Konkretne etapy ekstrakcji chlorofilu poprzez fragmentację komórek przy użyciu ultradźwiękowej kruszarki komórek

Kruszarka ultradźwiękowa wykorzystuje efekt dyspersji ultradźwięków w cieczy do wytworzenia kawitacji, rozbijając w ten sposób cząstki stałe lub tkanki komórkowe w cieczy.
Rozwój przemysłu biologicznego podniósł wymagania dotyczące eksperymentów z wykorzystaniem ultradźwiękowych rozdrabniaczy komorowych, takich jak pomiar i kontrola temperatury próbki, poprawa poziomu inteligencji próbek chłodzących w niskiej temperaturze i całej maszyny i tak dalej.
Konkretne etapy ekstrakcji chlorofilu poprzez ultradźwiękowe kruszenie komórek za pomocą ultradźwiękowej kruszarki komórek:
1. Odwiruj lub przefiltruj próbkę wody i zainstaluj membranę filtrującą z włókna octanowego na filtrze ssącym. Wlać ilościową objętość próbki wody do filtracji, a podciśnienie podczas filtracji nie powinno być zbyt duże (około 50kPa). Po pobraniu próbki wody kontynuuj pobieranie przez 1-2 minut, aby zredukować wilgoć na membranie filtra. Jeśli wymagane jest krótkotrwałe przechowywanie przez 1-2 dni, można je przechowywać w zwykłej lodówce w celu zamrożenia. Jeśli wymagane jest długotrwałe przechowywanie (30 dni), należy je przechowywać w lodówce o niskiej temperaturze (-20 stopni).
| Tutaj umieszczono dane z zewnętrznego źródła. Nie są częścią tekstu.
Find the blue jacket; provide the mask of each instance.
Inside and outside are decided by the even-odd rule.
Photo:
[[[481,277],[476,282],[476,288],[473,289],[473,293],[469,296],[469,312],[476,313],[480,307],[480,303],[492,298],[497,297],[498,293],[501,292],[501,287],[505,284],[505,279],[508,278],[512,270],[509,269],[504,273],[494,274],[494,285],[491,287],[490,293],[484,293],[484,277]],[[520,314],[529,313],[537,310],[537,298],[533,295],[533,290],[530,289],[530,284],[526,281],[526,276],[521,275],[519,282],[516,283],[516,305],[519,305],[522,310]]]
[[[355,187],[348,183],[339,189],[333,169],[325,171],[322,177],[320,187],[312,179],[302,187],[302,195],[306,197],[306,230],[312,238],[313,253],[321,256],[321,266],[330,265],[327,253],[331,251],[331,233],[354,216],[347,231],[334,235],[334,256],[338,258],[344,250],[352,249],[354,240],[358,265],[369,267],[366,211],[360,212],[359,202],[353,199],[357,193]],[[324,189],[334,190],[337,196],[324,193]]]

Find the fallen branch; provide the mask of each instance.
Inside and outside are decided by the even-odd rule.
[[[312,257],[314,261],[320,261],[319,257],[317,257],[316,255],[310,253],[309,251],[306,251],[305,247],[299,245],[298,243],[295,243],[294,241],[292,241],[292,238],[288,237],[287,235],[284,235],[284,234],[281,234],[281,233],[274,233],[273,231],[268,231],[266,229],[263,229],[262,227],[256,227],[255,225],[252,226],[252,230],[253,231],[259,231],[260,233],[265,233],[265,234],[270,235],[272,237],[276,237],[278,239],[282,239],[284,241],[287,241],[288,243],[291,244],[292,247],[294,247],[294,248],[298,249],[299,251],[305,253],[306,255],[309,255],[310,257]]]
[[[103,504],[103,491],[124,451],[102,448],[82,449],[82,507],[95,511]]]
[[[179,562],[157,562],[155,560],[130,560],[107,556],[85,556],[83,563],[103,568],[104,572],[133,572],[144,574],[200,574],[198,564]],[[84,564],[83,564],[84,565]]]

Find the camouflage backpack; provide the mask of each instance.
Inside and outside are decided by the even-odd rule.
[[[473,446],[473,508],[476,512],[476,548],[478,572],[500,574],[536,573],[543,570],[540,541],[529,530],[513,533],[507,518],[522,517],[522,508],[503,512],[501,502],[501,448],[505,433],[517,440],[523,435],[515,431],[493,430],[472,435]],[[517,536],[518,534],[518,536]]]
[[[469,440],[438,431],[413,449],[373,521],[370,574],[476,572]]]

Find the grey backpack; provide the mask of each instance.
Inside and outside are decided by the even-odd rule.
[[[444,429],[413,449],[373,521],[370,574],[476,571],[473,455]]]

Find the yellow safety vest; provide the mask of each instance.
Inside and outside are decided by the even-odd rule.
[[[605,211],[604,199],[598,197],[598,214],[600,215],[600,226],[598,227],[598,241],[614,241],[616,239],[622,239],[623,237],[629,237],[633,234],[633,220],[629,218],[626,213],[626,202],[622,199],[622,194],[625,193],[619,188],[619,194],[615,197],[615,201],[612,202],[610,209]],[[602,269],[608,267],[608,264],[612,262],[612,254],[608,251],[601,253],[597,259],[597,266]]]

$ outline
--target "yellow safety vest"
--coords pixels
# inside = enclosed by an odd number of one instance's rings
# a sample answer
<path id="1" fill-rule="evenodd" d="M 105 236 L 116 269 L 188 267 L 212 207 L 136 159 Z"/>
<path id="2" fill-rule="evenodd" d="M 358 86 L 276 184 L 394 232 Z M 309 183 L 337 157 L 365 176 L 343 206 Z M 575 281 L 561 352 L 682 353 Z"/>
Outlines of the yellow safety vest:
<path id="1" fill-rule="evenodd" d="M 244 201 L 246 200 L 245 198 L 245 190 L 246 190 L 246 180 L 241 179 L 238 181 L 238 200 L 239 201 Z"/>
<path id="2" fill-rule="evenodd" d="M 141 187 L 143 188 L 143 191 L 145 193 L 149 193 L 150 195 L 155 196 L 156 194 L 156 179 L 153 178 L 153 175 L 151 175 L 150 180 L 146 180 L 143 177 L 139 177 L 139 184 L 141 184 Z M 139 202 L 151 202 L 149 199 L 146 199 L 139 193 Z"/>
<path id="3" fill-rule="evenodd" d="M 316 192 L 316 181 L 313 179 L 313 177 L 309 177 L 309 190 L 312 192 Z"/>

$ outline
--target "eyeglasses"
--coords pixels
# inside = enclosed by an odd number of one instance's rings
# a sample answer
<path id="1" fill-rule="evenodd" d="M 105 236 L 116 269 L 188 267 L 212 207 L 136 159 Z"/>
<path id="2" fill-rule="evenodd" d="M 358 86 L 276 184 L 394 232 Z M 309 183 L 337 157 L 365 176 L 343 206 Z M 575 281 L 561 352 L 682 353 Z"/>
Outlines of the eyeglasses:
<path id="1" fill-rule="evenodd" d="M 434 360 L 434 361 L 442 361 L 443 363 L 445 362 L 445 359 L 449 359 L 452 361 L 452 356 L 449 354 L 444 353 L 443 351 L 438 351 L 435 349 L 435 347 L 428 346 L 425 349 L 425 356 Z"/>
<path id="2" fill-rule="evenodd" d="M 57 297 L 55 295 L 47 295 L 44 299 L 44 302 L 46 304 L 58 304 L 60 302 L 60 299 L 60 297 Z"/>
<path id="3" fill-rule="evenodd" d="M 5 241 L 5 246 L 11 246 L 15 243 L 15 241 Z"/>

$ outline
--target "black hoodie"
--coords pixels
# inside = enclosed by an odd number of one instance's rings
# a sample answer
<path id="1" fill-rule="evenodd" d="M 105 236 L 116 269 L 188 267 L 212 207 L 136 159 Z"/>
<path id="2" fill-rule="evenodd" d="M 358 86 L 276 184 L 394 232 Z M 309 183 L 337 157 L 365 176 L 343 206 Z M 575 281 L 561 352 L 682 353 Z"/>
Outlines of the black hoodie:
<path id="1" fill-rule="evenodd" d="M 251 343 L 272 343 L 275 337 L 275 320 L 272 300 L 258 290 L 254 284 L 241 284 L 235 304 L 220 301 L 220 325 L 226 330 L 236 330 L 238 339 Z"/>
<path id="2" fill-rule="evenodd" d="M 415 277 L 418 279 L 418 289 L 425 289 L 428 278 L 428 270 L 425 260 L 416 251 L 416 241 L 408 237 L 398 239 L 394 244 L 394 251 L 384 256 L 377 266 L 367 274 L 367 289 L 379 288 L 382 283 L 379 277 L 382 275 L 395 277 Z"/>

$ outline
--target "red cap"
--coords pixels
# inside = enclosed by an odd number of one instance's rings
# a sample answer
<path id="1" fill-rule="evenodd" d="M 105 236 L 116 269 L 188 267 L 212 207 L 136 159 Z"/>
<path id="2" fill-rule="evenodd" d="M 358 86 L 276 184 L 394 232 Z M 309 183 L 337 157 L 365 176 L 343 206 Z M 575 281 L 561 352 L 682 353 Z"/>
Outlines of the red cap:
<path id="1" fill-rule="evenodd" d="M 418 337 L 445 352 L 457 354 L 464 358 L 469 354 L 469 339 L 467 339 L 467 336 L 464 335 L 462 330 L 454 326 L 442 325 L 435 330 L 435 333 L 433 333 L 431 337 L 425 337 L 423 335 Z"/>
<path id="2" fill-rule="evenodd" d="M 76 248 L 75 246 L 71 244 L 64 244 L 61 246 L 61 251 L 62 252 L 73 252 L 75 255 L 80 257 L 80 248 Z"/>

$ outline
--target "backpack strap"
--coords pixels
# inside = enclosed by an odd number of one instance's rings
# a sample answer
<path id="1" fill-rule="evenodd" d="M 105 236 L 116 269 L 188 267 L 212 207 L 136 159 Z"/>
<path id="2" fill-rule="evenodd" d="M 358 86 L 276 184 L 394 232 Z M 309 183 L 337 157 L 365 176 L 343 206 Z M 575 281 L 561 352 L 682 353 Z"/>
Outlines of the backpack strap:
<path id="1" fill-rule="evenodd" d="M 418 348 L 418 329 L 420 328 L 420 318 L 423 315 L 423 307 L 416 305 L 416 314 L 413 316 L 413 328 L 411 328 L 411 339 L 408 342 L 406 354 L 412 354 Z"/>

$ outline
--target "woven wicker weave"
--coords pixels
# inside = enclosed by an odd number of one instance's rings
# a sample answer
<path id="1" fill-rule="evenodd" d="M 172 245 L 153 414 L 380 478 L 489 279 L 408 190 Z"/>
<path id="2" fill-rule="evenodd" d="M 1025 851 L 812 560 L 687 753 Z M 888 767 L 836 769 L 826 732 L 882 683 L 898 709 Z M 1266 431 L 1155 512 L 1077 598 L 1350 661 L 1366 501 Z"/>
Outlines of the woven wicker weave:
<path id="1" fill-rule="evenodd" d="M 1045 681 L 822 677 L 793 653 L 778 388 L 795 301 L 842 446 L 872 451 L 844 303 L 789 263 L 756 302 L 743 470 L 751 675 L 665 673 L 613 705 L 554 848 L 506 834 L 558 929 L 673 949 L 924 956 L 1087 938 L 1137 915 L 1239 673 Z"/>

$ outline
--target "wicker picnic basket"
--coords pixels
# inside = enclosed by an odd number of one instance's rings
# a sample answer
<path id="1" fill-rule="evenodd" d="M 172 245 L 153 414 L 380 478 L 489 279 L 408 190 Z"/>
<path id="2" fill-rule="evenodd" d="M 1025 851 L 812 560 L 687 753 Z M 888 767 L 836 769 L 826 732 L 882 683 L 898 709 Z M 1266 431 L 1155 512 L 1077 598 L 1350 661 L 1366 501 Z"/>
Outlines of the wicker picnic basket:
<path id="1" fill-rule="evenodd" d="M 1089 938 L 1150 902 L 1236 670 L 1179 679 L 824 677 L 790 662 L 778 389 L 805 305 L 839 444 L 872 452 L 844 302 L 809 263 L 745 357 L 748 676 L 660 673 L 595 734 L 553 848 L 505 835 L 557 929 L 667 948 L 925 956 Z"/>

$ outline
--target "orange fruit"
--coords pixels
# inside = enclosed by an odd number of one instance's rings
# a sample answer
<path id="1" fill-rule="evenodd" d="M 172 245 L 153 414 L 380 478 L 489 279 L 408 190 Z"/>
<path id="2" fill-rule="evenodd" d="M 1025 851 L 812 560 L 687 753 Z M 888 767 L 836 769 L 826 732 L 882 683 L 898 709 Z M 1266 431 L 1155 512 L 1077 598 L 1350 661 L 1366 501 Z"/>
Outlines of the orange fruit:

2. Wyjmij membranę filtra zawierającą fitoplankton i wysusz ją w niskiej temperaturze w lodówce przez 6-8 godzin. Pokrój go nożyczkami na małe kawałki i umieść w probówce wirówkowej o pojemności 5 ml lub 10 ml. Dodać 3-4 ml 90% acetonu, aby zanurzyć fragmenty poniżej poziomu cieczy. Umieść fragmenty w pojemniku ultradźwiękowym i za pomocą fal ultradźwiękowych rozbij komórki próbki. (Porównanie eksperymentów w różnych momentach i częstotliwościach w celu ułatwienia identyfikacji * czasu i częstotliwości fragmentacji dla ujednoliconych metod).
3. Odwiruj próbkę poddaną fragmentacji komórek za pomocą ultradźwięków przy użyciu wirówki (3000-4000r/min) przez 10 minut. Wlać supernatant do kolby miarowej o pojemności 5 ml lub 10 ml. Rozcieńczyć do 5 ml lub 10 ml 90% acetonem i dobrze wstrząsnąć.
4. Umieścić supernatant na spektrofotometrze i za pomocą szalki kolorymetrycznej o średnicy 1 cm odczytać wartości absorbancji przy długości fali odpowiednio 750 nm, 663 nm, 645 nm i 630 nm. Do ślepego pomiaru absorbancji należy użyć 90% acetonu, aby skorygować absorbancję próbki.